JAKARTA, iNewsBanten –Raden Ajeng Kartini adalah sosok pejuang yang berjasa bagi Indonesia. 21 April diperingati menjadi Hari Kartini. Peringatan ini menjadi pengingat akan perjuangan RA Kartini, pahlawan nasional yang memperjuangkan kesetaraan kedudukan antara laki-laki dan perempuan dalam bidang pendidikan.
Sejarah dan biografi RA Kartini pahlawan wanita Indonesia yang memperjuangkan hak-hak perempuan agar setara dengan laki-laki menarik diulas. Setiap tanggal 21 April selalu diperingati sebagai Hari Kartini.
Tujuan dari peringatan Hari Kartini adalah untuk menghormati perjuangan RA Kartini dalam mewujudkan kesetaraan khususnya di bidang pendidikan dan kesetaraan gender di semua bidang.
Biografi RA Kartini
Perempuan dengan nama Raden Adjeng (RA) Kartini itu lahir di Jepara, Jawa Tengah, pada 21 April 1879. Dia merupakan seorang tokoh suku Jawa dan Pahlawan Nasional Indonesia. R.A Kartini dikenal sebagai penggagas atas kebangkitan perempuan pribumi agar setara dengan laki-laki.
R.A Kartini merupakan keluarga bangsawan dari Jawa. Itulah sebabnya gelar Raden Adjeng alias R.A disematkan padanya. Sesuai adat jawa yang masih melekat, gelar bangsawan ini kemudian diganti menjadi Raden Ayu saat ia menikah. Ayah Kartini bernama Raden Adipati Ario Sosroningrat putra dari Pangeran Ario Tjondro IV. Ibunda dari Kartini bernama M.A Ngasirah.

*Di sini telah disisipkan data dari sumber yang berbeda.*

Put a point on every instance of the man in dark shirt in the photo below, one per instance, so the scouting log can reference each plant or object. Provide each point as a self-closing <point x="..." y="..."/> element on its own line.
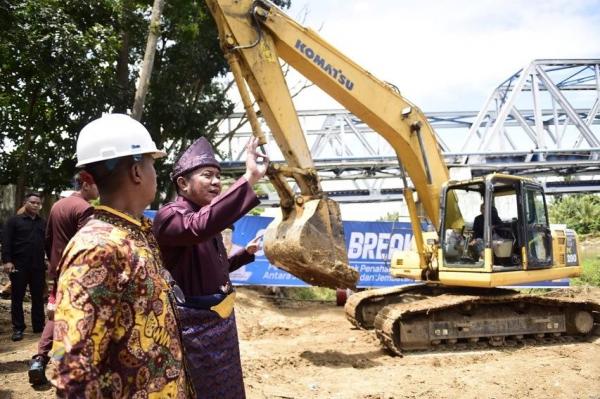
<point x="188" y="233"/>
<point x="66" y="217"/>
<point x="476" y="244"/>
<point x="23" y="258"/>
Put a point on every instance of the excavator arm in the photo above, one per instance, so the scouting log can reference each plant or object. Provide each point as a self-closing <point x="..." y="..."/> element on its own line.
<point x="255" y="36"/>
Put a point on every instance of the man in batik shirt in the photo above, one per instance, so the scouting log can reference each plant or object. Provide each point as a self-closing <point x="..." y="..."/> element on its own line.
<point x="189" y="233"/>
<point x="115" y="327"/>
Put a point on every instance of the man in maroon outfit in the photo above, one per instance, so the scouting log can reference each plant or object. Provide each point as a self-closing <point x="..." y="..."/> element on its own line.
<point x="66" y="217"/>
<point x="188" y="233"/>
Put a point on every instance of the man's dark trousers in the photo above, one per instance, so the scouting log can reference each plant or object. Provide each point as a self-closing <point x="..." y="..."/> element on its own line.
<point x="20" y="279"/>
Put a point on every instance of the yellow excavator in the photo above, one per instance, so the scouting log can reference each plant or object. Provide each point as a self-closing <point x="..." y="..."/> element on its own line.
<point x="460" y="265"/>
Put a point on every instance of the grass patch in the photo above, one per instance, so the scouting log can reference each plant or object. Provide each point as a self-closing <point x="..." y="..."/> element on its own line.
<point x="309" y="293"/>
<point x="591" y="272"/>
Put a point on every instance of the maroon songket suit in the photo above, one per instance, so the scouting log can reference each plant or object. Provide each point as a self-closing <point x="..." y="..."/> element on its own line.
<point x="190" y="240"/>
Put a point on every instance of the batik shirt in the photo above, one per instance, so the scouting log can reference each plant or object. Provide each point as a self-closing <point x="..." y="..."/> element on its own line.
<point x="115" y="330"/>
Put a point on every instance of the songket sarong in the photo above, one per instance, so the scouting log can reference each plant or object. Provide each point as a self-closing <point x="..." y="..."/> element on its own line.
<point x="212" y="353"/>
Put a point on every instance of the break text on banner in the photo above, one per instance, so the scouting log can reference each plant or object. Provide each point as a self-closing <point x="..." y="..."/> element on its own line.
<point x="369" y="245"/>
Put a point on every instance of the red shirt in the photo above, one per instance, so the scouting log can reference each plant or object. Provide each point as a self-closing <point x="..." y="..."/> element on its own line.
<point x="190" y="239"/>
<point x="66" y="217"/>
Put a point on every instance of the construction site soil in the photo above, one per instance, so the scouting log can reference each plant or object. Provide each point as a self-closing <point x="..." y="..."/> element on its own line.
<point x="307" y="349"/>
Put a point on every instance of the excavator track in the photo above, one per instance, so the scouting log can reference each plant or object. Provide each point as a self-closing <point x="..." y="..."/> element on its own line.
<point x="362" y="307"/>
<point x="460" y="319"/>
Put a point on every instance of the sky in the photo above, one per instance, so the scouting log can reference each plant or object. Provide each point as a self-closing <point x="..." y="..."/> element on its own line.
<point x="449" y="55"/>
<point x="446" y="55"/>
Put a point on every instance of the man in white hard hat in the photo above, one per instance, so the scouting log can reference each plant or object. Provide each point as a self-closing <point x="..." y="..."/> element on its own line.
<point x="67" y="215"/>
<point x="115" y="327"/>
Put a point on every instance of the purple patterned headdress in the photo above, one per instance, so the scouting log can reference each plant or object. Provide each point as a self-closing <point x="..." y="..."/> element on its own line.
<point x="198" y="154"/>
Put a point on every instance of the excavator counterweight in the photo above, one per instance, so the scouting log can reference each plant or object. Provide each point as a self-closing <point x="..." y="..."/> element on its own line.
<point x="462" y="265"/>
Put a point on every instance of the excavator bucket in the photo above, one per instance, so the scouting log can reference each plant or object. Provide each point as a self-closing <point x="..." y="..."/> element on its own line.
<point x="308" y="242"/>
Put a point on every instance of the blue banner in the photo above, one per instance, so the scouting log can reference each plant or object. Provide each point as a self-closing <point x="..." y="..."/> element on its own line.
<point x="368" y="243"/>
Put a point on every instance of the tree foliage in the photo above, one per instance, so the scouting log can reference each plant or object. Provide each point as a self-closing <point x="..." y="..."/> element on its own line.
<point x="65" y="62"/>
<point x="580" y="212"/>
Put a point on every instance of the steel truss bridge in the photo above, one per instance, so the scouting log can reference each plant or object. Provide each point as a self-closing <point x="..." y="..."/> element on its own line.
<point x="542" y="121"/>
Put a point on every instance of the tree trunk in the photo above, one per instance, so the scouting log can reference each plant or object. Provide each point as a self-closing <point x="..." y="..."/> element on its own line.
<point x="20" y="186"/>
<point x="144" y="81"/>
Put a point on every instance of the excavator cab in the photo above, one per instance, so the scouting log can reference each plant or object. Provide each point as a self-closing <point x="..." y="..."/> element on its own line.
<point x="509" y="231"/>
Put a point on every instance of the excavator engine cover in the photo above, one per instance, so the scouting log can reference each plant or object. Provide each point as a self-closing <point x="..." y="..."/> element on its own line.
<point x="308" y="242"/>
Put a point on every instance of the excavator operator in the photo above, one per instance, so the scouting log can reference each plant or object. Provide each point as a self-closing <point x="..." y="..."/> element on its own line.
<point x="476" y="245"/>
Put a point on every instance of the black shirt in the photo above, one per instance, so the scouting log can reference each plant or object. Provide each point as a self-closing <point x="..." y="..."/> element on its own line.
<point x="23" y="241"/>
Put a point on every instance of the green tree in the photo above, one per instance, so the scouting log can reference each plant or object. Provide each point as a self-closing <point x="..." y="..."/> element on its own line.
<point x="580" y="212"/>
<point x="64" y="62"/>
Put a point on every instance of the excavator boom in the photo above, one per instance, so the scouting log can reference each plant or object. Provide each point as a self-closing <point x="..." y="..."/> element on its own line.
<point x="307" y="240"/>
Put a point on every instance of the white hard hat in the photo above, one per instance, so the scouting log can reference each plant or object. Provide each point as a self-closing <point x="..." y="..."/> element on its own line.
<point x="114" y="136"/>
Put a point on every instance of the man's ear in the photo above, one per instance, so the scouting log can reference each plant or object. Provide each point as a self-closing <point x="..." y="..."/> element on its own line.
<point x="181" y="183"/>
<point x="135" y="172"/>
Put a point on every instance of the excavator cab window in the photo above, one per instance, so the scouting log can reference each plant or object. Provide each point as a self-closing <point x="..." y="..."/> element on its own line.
<point x="538" y="238"/>
<point x="462" y="206"/>
<point x="505" y="239"/>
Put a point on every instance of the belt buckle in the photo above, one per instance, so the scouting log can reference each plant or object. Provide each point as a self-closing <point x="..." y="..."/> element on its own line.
<point x="225" y="307"/>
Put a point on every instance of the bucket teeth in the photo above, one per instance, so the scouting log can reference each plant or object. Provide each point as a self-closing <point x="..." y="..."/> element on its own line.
<point x="309" y="243"/>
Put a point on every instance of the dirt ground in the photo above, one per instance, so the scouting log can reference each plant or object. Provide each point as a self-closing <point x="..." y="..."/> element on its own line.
<point x="293" y="349"/>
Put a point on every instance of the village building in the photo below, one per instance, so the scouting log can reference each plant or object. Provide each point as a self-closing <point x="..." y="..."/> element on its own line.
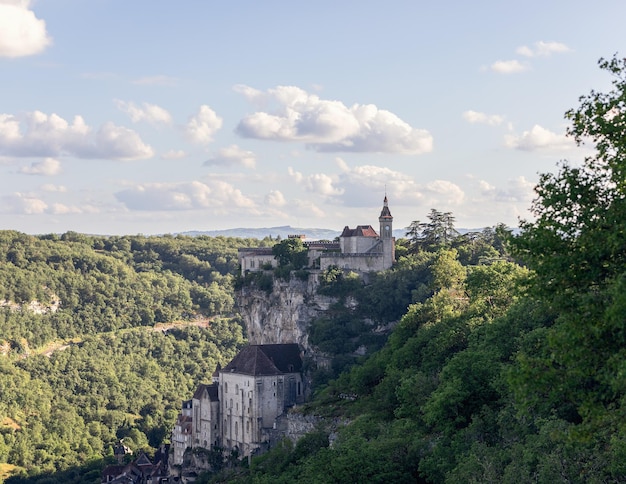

R.A Kartini merupakan anak ke-5 dari 11 bersaudara (saudara kandung dan saudara tiri) ,namun Kartini adalah anak perempuan tertua dari semua saudara sekandungnya. Karena pemikiran kakeknya lebih terbuka saat itu, maka Kartini diperbolehkan untuk mengenyam pendidikan di sekolah di ELS (Europese Lagere School) saat usianya 12 tahun.
Ketika ia menimba ilmu di sekolah tersebut membuatnya belajar Bahasa Belanda. Kecerdasan Kartini semakin terasah. Sayangnya keinginannya untuk sekolah tidak bisa lama. Pada usia 15 tahun Kartini harus menghentikan langkahnya ke sekolahnya karena telah dipingit oleh K.R.M Adipati Ario Singgih Djojo Adhiningrat.
Namun, hal itu membuatnya sangat gundah. Hingga akhirnya ia bertemu dengan sahabatnya dari Eropa dan mempelajari bagaimana seorang wanita Eropa dengan membaca buku, majalah kala itu. Kemudian ia membandingkannya dengan wanita Indonesia yang sangat berbeda.
Saat itu, wanita Indonesia Memiliki status yang rendah. Mereka tidak pernah mendapatkan persamaan, kebebasan, dan otonomi serta kesetaraan hukum. Adanya kondisi tersebut membuat miris hati dari R.A Kartini. Ia ingin memajukan nasib wanita pun tumbuh di hatinya.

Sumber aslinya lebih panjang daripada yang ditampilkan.